As STAR Programs expand their cancer rehabilitation service lines, many of them are integrating these services into the cancer center. Not surprisingly, a frequent question they ask is “How much space do we need in the cancer center?” Of course, the answer depends on numerous factors such as the number of new analytic oncology cases, layout of the physical space, additional rehabilitation space elsewhere, and so on. Utilizing a systems engineering approach, this talk demonstrates several examples of physical rehabilitation space in the cancer center and includes workflow, equipment needed and potential revenue generation.  St. Vincent Cancer and Wellness Center is located in Worcester, Massachusetts. It is an outpatient facility located across the street from St. Vincent Hospital, which is part of the Tenet Healthcare. The rehabilitation department in the cancer center is one of several examples that will be highlighted in this talk. The treatment space is less than 700 square feet and features unique treatment and gym areas as well as equipment to maximize patient flow and revenue while simultaneously providing a nurturing patient-centered care experience.

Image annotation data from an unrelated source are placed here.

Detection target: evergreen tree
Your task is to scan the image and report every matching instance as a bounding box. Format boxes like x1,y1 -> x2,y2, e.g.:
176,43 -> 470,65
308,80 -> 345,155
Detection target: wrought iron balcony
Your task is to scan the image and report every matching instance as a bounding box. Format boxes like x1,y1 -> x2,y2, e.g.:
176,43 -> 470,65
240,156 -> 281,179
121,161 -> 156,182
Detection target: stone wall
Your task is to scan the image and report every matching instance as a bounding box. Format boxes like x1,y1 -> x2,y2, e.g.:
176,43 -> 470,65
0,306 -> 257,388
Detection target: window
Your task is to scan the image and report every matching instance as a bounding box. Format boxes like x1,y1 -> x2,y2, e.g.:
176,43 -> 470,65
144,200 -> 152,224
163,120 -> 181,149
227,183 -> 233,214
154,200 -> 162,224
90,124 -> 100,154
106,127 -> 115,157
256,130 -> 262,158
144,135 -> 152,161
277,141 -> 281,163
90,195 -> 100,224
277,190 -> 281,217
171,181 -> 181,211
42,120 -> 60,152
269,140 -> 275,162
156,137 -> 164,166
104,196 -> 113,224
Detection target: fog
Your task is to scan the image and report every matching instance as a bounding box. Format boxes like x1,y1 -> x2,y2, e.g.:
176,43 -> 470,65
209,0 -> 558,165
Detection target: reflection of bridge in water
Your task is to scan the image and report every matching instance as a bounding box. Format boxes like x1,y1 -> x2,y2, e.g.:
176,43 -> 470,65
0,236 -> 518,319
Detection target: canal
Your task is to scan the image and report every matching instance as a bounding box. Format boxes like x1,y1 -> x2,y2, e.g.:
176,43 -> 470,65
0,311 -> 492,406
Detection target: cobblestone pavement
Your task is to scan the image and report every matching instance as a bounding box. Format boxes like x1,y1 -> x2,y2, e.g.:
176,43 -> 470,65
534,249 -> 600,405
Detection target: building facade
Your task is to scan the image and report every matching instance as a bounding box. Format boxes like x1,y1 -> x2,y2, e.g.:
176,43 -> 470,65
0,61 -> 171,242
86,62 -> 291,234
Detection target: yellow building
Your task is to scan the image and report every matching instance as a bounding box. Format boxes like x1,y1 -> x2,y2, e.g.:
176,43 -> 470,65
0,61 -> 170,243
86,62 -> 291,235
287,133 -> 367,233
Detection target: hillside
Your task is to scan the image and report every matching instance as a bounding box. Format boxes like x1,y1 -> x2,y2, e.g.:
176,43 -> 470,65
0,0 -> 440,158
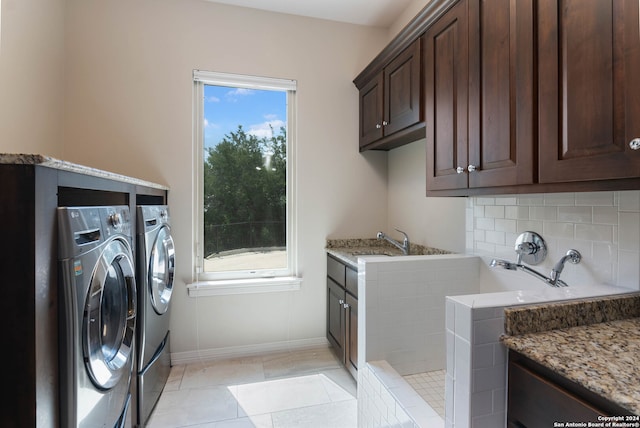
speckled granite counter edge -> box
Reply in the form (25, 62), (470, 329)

The Right Place and Right Time: Delivering High Quality Cancer Rehabilitation Throughout the Care Continuum

Charles H. Nash, MD, F.A.C.P, Kim Snider, PT, CLT, Heather Wilsey DPT, PT, NCS, cert. SMT, cert. DN, BIG Clinician & Greg Higginbotham, DPT, PT, COS-C

Northeast Georgia Health System (NGHS) is a not-for-profit, community health system that provides inpatient and outpatient care through two hospitals – Northeast Georgia Medical Center (NGMC) Gainesville and NGMC Braselton – and multiple satellite offices. NGHS has a total of 657 inpatient beds (including 24 inpatient rehab unit beds), and an additional 261 skilled nursing facility beds.  Palliative care and hospice services are also available within the health system.  Rehabilitation services are offered in all settings, including six outpatient locations. NGMC became Georgia’s first STAR Program certified hospital in July of 2012 with a team predominantly focused on outpatient care of the cancer survivor. Over the next 2 years, the clinical resources grew to provide the capacity to focus on inpatient care as well. Despite the growth, barriers were identified to access and continuity of care. For example, there weren’t any home care agencies serving the NGMC area that had any special training related to rehabilitation of the cancer patient.  One homecare agency expressed an interest in the STAR Program certification.  Guardian Home Care located in Gainesville Georgia is an Accentcare Company that provides skilled services to patients in their homes.  NGMC has collaborated with this home care company to provide oncology rehabilitation to patients in their homes.  This talk focuses on the gap in the care continuum that identified the need for home care services and the collaborative efforts of NGMC and Guardian Home Care to provide this care.